The plaintiffs cited numerous anecdotes of professional workers who moved to jobs out of state, refused relocations to Texas, or declined job offers.
"These stories are not anomalies," the brief warned, citing a survey finding that one-third of job-seekers will apply for positions only in states with unrestricted access to reproductive healthcare and that more than a fourth of workers already living in restrictive states will apply for jobs only in states where abortion is currently legal and likely to remain so.
It's true that factors other than the availability of healthcare influence decisions on where to live and work — taxes, weather and climate and the cost of living, among other things.
California's salubrious climate, vigorous, entrepreneurial economy and guarantee of reproductive healthcare rights didn't avert a population decline earlier in this decade.

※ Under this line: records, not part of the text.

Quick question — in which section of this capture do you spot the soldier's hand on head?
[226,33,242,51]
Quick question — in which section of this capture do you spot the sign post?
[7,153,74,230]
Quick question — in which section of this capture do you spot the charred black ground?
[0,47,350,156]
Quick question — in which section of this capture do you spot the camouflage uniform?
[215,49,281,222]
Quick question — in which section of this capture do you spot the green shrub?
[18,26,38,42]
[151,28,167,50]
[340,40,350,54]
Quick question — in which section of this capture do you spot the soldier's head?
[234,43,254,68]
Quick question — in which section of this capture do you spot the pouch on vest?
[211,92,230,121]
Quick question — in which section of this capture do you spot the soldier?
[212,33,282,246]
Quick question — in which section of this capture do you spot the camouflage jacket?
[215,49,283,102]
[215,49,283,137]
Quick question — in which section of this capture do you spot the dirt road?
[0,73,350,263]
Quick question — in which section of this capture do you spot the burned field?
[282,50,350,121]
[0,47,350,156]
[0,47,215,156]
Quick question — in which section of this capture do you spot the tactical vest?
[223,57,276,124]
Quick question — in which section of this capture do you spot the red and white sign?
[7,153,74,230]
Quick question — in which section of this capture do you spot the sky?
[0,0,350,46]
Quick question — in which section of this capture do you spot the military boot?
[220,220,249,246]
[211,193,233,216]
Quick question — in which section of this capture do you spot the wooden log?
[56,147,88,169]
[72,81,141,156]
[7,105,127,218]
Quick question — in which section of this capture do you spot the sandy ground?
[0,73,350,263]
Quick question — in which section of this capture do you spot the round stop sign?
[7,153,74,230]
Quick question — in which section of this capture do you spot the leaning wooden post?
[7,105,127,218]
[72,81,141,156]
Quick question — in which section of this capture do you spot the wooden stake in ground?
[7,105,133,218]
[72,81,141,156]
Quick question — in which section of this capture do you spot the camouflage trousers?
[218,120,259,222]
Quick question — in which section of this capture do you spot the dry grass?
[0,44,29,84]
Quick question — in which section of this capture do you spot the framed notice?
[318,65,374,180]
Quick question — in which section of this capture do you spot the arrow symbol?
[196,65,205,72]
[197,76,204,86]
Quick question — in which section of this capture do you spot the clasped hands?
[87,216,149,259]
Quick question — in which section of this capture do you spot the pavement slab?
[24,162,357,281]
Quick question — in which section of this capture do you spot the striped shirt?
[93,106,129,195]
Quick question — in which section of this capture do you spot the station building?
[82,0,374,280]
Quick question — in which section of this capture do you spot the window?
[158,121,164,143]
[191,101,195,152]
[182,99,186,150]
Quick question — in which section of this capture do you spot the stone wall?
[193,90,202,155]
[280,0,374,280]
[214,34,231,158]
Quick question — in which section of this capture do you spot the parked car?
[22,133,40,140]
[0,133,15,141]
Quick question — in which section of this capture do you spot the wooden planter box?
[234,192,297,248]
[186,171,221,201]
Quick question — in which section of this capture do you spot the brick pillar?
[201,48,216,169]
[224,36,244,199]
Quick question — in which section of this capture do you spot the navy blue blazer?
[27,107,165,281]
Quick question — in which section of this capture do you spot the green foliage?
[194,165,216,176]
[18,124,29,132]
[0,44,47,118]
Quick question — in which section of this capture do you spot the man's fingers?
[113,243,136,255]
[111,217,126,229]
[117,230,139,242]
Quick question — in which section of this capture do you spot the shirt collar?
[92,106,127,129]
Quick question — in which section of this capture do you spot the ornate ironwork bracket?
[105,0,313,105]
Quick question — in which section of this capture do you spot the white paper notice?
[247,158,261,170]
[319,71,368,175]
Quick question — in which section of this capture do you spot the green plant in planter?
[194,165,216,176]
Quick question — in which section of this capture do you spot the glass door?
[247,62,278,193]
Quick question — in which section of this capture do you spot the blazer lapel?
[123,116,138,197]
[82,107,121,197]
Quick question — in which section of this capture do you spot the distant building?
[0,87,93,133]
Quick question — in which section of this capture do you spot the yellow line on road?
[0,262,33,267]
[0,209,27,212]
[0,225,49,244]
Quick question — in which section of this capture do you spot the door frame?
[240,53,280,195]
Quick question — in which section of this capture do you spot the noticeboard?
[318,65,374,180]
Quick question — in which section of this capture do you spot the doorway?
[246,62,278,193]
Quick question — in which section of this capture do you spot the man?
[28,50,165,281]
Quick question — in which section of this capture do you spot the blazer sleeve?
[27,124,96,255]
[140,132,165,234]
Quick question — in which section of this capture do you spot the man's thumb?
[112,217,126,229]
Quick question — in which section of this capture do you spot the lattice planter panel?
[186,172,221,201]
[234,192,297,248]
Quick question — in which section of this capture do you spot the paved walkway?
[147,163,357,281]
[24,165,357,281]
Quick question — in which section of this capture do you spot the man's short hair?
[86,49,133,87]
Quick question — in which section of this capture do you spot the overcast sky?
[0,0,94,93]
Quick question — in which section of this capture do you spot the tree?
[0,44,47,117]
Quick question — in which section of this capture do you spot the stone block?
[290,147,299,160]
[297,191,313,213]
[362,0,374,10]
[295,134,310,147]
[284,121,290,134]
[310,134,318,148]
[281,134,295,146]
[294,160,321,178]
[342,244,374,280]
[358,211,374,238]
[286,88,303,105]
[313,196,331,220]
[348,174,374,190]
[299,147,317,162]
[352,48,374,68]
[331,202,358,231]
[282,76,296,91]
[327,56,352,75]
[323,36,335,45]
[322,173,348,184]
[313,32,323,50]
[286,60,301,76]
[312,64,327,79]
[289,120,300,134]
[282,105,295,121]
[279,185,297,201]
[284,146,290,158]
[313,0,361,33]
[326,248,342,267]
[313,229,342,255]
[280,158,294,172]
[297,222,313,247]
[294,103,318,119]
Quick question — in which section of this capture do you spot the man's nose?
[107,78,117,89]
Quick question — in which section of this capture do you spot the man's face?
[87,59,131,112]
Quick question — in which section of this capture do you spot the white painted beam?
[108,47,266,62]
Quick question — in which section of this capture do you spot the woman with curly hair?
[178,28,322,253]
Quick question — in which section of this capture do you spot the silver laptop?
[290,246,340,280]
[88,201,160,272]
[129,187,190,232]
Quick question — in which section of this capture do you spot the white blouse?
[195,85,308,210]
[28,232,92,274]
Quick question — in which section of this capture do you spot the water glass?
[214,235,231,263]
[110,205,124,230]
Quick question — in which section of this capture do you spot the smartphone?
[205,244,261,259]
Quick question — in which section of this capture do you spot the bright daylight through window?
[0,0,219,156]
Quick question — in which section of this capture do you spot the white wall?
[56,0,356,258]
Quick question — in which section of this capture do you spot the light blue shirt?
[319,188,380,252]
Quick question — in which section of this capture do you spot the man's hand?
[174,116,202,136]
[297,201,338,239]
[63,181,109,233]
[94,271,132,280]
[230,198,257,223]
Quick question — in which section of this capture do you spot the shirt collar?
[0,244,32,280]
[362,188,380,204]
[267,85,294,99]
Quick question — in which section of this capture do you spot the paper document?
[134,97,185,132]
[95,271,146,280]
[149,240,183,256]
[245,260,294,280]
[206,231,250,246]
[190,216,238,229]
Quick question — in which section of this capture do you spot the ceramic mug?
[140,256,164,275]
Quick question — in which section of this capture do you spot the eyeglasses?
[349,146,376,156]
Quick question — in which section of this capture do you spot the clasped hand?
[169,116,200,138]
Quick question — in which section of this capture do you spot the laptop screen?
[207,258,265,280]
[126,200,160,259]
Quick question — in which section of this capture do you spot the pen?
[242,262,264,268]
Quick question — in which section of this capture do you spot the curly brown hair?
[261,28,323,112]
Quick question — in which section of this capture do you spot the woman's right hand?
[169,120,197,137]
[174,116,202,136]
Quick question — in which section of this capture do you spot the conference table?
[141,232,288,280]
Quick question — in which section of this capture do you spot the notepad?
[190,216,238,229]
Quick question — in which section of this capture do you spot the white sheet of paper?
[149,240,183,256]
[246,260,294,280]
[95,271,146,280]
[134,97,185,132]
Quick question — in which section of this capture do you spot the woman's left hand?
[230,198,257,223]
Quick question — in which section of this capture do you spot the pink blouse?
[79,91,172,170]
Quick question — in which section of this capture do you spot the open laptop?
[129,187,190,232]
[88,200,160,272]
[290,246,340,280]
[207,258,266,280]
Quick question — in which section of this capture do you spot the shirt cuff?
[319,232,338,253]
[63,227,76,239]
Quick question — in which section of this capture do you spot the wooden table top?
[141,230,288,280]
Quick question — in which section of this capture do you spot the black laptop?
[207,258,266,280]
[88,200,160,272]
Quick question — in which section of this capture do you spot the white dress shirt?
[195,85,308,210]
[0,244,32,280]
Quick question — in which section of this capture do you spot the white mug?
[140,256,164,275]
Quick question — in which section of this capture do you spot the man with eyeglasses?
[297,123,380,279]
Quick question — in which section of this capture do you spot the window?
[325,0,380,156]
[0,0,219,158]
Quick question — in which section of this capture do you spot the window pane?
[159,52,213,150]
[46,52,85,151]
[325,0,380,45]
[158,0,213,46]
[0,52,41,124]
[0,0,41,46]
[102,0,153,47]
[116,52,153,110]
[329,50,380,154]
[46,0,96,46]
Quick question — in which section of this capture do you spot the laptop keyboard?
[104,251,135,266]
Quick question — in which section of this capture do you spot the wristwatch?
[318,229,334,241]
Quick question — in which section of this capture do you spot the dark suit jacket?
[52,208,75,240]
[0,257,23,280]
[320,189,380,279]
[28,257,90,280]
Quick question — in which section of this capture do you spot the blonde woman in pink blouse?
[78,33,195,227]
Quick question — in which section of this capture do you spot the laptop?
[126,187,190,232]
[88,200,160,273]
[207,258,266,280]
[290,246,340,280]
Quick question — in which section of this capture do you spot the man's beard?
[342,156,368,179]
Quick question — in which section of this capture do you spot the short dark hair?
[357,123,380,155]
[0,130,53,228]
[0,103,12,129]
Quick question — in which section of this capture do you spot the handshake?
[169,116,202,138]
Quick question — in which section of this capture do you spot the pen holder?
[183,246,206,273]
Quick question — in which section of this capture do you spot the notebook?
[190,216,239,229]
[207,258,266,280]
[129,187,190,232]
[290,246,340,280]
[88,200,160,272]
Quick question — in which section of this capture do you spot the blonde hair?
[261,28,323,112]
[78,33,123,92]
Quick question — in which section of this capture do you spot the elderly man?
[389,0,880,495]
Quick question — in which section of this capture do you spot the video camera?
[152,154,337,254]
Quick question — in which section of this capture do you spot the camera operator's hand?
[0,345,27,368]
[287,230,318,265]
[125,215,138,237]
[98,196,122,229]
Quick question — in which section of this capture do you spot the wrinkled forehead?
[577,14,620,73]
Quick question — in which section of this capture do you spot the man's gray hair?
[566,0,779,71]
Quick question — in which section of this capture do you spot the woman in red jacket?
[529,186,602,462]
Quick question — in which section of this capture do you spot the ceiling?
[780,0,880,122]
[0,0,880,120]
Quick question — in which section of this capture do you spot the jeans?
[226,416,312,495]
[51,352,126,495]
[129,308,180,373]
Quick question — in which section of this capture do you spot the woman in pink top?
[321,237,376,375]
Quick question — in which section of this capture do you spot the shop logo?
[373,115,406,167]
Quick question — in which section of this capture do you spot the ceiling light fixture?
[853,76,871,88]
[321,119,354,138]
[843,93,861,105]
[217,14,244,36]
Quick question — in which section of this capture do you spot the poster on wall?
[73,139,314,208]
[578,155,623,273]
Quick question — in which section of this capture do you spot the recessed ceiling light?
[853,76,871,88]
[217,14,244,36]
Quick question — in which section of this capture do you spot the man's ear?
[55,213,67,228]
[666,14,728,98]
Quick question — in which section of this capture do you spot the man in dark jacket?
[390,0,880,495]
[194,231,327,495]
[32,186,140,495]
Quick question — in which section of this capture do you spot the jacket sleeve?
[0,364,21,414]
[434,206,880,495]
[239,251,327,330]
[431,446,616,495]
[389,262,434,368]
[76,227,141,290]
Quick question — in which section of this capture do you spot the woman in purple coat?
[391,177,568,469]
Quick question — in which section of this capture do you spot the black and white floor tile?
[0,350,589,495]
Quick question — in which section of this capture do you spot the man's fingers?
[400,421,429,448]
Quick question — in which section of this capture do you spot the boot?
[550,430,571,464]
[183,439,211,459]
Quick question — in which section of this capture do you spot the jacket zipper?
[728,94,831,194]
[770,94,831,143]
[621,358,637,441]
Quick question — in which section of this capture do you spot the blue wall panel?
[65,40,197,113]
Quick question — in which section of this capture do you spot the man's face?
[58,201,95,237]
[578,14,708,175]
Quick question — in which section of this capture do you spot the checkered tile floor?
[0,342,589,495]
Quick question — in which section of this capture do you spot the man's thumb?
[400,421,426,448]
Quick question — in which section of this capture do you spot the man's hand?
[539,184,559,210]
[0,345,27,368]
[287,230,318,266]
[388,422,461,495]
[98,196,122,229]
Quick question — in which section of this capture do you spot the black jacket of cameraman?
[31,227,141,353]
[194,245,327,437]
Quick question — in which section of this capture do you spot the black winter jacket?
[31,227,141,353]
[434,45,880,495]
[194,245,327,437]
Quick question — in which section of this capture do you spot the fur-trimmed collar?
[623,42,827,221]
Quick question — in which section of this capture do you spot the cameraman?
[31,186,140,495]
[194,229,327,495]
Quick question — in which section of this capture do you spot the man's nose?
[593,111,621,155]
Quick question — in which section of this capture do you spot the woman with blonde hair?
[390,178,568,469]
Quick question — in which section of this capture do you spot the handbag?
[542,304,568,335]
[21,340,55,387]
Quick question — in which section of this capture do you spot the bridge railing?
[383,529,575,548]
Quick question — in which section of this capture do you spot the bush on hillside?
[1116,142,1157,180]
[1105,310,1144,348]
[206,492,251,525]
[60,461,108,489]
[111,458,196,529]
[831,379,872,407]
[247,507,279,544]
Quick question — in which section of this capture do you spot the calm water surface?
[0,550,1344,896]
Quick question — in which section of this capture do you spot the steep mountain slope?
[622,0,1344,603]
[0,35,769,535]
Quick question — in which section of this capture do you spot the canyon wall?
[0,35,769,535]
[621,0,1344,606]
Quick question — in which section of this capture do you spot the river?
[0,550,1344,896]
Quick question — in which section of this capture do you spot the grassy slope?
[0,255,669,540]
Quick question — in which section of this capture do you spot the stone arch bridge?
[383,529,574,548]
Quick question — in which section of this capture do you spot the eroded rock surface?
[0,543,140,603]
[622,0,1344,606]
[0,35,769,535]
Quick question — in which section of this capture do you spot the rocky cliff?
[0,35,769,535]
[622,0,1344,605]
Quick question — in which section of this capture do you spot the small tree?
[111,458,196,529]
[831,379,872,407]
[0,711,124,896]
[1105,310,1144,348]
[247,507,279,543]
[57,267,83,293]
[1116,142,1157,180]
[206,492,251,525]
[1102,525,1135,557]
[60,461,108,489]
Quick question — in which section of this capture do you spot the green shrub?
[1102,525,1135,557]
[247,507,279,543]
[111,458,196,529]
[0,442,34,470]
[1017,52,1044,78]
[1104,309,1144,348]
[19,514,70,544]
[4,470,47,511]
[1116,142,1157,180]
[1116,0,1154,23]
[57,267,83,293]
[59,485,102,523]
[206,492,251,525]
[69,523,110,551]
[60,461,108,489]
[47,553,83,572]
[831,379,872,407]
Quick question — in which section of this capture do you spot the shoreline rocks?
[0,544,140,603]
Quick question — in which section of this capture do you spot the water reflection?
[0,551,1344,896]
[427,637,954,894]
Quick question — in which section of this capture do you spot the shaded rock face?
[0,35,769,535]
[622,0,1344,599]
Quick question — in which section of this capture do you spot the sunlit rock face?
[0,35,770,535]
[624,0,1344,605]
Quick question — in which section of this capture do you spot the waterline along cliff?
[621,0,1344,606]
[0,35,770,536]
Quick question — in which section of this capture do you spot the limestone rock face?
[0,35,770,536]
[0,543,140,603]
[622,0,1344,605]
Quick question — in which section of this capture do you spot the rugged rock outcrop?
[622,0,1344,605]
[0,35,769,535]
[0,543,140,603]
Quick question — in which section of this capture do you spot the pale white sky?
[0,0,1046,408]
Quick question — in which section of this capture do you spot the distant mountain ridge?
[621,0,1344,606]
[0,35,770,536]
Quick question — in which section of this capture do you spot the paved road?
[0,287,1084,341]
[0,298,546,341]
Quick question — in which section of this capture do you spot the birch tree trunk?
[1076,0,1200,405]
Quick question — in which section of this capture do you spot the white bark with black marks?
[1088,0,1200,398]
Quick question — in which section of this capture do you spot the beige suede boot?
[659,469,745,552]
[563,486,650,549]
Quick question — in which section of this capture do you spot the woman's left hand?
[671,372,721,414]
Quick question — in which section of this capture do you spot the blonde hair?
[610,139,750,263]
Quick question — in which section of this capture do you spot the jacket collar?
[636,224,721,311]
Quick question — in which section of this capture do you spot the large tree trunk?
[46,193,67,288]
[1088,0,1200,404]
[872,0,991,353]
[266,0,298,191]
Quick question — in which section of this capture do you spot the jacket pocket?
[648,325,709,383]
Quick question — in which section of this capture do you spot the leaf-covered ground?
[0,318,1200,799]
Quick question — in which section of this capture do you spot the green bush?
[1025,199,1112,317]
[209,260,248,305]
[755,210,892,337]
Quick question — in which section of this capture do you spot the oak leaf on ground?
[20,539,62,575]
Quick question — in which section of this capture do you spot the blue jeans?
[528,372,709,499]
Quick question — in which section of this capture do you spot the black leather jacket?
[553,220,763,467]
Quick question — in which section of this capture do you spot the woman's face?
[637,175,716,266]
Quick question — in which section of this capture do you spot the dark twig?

Because the population of other states grew faster than California's prior to the 2020 census, California lost a House seat for the first time in its history. Its House delegation of 52 remains nearly half-again as large as that of second-place Texas, with 38. In any event, California's population grew strongly in the two years ended June 30, 2024, thanks in part to higher legal immigration, increased inflows from other states and reduced outflows, and an increase in net natural gains (births minus deaths).
The Georgia Tech economists neutralized non-abortion-related influences by comparing the 13 states with abortion bans to a sample of 25 states that are similar except for the lack of a ban (the researchers labeled these "abortion-protecting states"). They used postal service change-of-address records to track population outflows; the records were only available through the second quarter of 2023, limiting their ability to extend their study beyond that point.
They found that net population outflows increased sharply after the Dobbs ruling in states that immediately imposed abortion bans, and have largely continued to increase over time especially in single-person households.
The abortion-banning states examined in the study are Alabama, Arkansas, Idaho, Kentucky, Louisiana, Mississippi, Missouri, Oklahoma, South Dakota, Tennessee, Texas, West Virginia and Wisconsin. The Wisconsin ban was overturned in state court in September 2023 and the Missouri ban was blocked in late 2024.
The researchers didn't produce hard data on population changes in 13 states that have restricted, but not banned, abortions, typically by banning abortions after a certain gestational age. The researchers labeled these "hostile states," and found no reason to believe that they wouldn't also experience population losses.
"The effect in hostile states looks like it's in the same direction and of a similar magnitude," Dench says.
The implications for state policymakers should be plain — if they don't allow antiabortion ideology to outweigh social and economic realities. Among other factors, well-educated and socially aware people are likely to be more attentive to reproductive healthcare rights.
"Who is being deterred from living in states with restricted abortion access?" the authors ask. "The fact that highly educated individuals tend to be more mobile and more supportive of abortion access," they write, has "important implications for state economies."